Quello che vi raccontiamo è l’inno del tozzo di pane, la filastrocca del “potresti stare anche peggio”, il rito del “sì, padrone”. Succede in una piccola-media impresa barese che, non senza polemiche, sta per licenziare diverse decine di dipendenti. Tutta colpa della crisi economica dilagante e di uno Stato che ha smesso di far piovere contributi. Dopo essere passati indenni dalla cassa integrazione (che ha colpito senza pietà anche le famiglie monoreddito), questa volta alla roulette russa dovranno giocare anche gli amici degli amici e i raccomandati. I permessi speciali e gli esoneri sono finiti. In una riunione plenaria il capò ha detto ai suoi sottoposti che non c’è scampo. Secondo le sue sensazioni – quelle di uno che i suoi polli li conosce benissimo –  l’imprenditore non sarebbe disposto a trovare alternative al licenziamento. Neppure i contratti di solidarietà sembrano essere graditi. La guerra tra poveri, tra infamità, ruffianamenti ed eccesso di zelo, è già iniziata.

Il capò, però, non si è tirato indietro, promettendo la sua intercessione nel tentativo di salvare dal baratro almeno tre dei dipendenti a rischio. Poca cosa rispetto ai numeri previsti, alle richieste e alle prese di posizione dei sindacati, pronti ad alzare barricate e a vendere cara la pelle con tutte le ossa. Chissà se riusciranno ad alzare la voce – almeno questa volta – dopo certe ginuflessioni e gli accordi sottobanco del passato. Persino gli iscritti a quei sindacati- sempre più delusi – non ne sono più tanto sicuri. In tanti giurano che la compravendita del posto di lavoro è cominciata. Qualcuno è stato convocato dal padrone per il giuramento di fedeltà in cambio dell’inserimento nella lista degli intoccabili. C’è chi è pronto a giurare di aver visto molti fedelissimi in processione nelle stanze dei bottoni. Persino loro stanno iniziando a sentire puzza di bruciato, sempre più convinti di giocare una mano di poker con le carte segnate.

Intanto i lavoratori restano affacciati al treno, sempre in ritardo, del miracolo. Se ne stanno lì a prendersi schiaffi in faccia come nel film “Amici miei”. Avete presente? Sberle e sberleffi senza protestare perché colti alla sprovvista. Si resta in attesa dell’intervento divino, lo stesso che aspettava chi è finito in panchina già un paio d’anni fa quando è stato messo in cassa integrazione. L’assurdità di questa situazione sta nelle parole dette dal capò, pronto a tagliare le mele mature dall’albero della difficoltà economica, nuovo e poco gustoso innesto tra scelte sbagliate e rubinetti statali chiusi. Quasi certamente non si potranno evitare i licenziamenti – avrebbe detto scuotendo il capo – ma non parlate male dell’azienda. Lo so, non sembra vero, ma è andata proprio così a sentire chi ha partecipato a quella riunione. Non solo. Prima del commiato, però, si è sentito anche di peggio.

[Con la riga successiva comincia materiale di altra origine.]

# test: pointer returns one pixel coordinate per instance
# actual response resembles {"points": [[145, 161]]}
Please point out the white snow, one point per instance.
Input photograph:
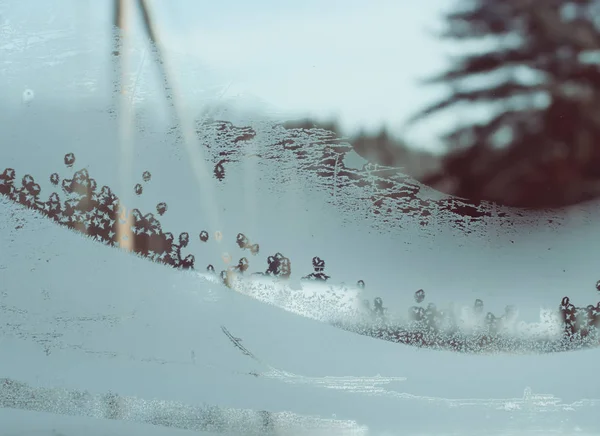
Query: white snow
{"points": [[81, 320]]}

Alla vigilia della cassa integrazione ai dipendenti è stato chiesto uno sforzo supplementare: straordinari, compiti non propri da svolgere, silenzio e altre rinunce. Tutto questo, però, non è stato evidentemente sufficiente. A poche settimane dal licenziamento a chi resta è stato chiesto uno sforzo persino maggiore: lavorare sodo, come mai prima d’ora. Più di quanto i dipendenti rimasti a coprire anche il ruolo di chi è stato ritenuto un esubero, ha già fatto. Secondo voi qual è stata la risposta dei lavoratori? Proteste, scioperi e prese di posizione? Macché! Cantando l’inno del tozzo di pane, hanno detto ancora una volta tutti in coro: sì, padrone. Speriamo per loro che la mannaia non si abbatta su nessuno dei coristi. Che società è quella in cui si permette di conservare un lavoro a scapito del collega?